About Morphing Hints

Harmony's Morphing tool allows you to control your morphing sequence in many ways. One of those ways is to place hints to ensure Harmony morphs your drawings the way you intended.

Hints are points that are placed in both the source and destination drawings to associate zones and lines between the two drawings. They are used to fix errors in the way Harmony morphs drawings, such as a line that is not following the colour fill zone, or when a part of your source drawing doesn't morph into its corresponding part of the destination drawing. By default, Harmony will associate a corner or a point in the source drawing with the nearest corner or point in the destination drawing. Hence, hints quickly become necessary if the shape being morphed or its movement is complex.
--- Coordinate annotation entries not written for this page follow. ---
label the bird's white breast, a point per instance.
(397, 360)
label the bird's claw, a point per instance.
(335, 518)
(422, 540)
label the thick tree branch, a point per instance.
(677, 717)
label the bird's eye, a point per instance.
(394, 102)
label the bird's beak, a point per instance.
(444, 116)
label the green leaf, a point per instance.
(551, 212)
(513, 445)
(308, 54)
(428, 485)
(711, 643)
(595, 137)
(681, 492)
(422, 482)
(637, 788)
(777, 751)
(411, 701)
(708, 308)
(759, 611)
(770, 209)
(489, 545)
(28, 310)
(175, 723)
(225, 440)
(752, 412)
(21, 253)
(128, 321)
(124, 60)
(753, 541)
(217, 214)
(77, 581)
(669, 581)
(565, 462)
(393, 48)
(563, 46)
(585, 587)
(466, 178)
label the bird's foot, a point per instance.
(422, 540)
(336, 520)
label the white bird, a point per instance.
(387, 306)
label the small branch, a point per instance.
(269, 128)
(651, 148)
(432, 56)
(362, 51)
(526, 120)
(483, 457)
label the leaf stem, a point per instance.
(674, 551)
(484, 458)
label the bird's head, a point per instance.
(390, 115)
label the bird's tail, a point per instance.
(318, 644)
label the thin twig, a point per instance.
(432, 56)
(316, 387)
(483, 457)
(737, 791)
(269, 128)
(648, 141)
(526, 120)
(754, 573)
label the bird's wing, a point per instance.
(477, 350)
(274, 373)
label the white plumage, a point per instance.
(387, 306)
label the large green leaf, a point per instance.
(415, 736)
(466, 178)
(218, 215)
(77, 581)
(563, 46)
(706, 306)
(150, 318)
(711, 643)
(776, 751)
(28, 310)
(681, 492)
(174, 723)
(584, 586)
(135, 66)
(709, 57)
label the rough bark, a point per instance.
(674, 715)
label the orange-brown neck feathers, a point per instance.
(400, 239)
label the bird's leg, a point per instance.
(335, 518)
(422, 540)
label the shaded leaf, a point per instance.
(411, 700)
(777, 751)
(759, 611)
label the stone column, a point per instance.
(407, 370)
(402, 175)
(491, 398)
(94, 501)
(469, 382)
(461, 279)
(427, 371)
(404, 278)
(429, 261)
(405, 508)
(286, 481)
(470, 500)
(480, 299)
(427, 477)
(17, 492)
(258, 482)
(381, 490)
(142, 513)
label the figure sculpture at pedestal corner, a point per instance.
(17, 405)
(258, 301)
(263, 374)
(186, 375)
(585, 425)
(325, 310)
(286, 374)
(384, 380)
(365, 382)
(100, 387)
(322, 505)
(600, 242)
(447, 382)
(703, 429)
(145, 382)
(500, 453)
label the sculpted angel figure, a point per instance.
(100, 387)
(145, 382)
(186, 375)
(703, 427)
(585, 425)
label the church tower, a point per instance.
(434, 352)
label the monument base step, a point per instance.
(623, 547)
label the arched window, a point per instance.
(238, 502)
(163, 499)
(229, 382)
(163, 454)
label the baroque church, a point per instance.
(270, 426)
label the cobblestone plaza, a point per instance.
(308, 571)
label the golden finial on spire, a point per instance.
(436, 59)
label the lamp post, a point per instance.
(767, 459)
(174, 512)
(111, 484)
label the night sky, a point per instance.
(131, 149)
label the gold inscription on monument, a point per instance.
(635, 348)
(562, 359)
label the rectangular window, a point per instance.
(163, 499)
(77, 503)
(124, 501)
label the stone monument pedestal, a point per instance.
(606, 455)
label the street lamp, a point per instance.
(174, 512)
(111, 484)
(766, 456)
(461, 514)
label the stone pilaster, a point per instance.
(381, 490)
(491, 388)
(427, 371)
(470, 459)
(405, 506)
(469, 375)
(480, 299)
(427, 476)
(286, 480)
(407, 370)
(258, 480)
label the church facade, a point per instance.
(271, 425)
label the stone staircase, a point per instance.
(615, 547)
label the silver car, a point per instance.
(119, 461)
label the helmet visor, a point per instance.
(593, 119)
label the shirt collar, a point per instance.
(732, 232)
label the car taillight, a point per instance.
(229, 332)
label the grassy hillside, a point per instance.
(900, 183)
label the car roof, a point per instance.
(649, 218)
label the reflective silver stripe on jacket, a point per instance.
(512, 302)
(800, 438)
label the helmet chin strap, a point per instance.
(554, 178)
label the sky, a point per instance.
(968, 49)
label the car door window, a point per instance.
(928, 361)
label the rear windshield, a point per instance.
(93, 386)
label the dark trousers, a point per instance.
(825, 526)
Hints always exist on both the source and destination drawing. When you create a hint on either drawing in a morph, a corresponding hint will automatically appear on the other drawing. The same principle applies if you delete a hint.

The key to placing your hints is to put them where the biggest problem is. Fix the largest distortions first, this may also fix the smaller ones at the same time.

Do not add too many hints, this is a common mistake when morphing, it takes some practice to learn how to correctly use and place hints.

If you are morphing two sequences in a row, you will have to create a different set of hint points for each sequence.

Morphing two sequences in a row requires three drawings: 1, 2 and 3. Using these three drawings you create two morphing sequences; one sequence between drawings 1 and 2, and a second sequence between drawings 2 and 3.

NOTE: Each morphing sequence has its own set of parameters and hints. This means that Drawing 2 will have a set of hints for the first sequence and another set for the second sequence. The two sets of hints will not show at the same time. Each set of hints that appears always corresponds to the morphing sequence you are working on.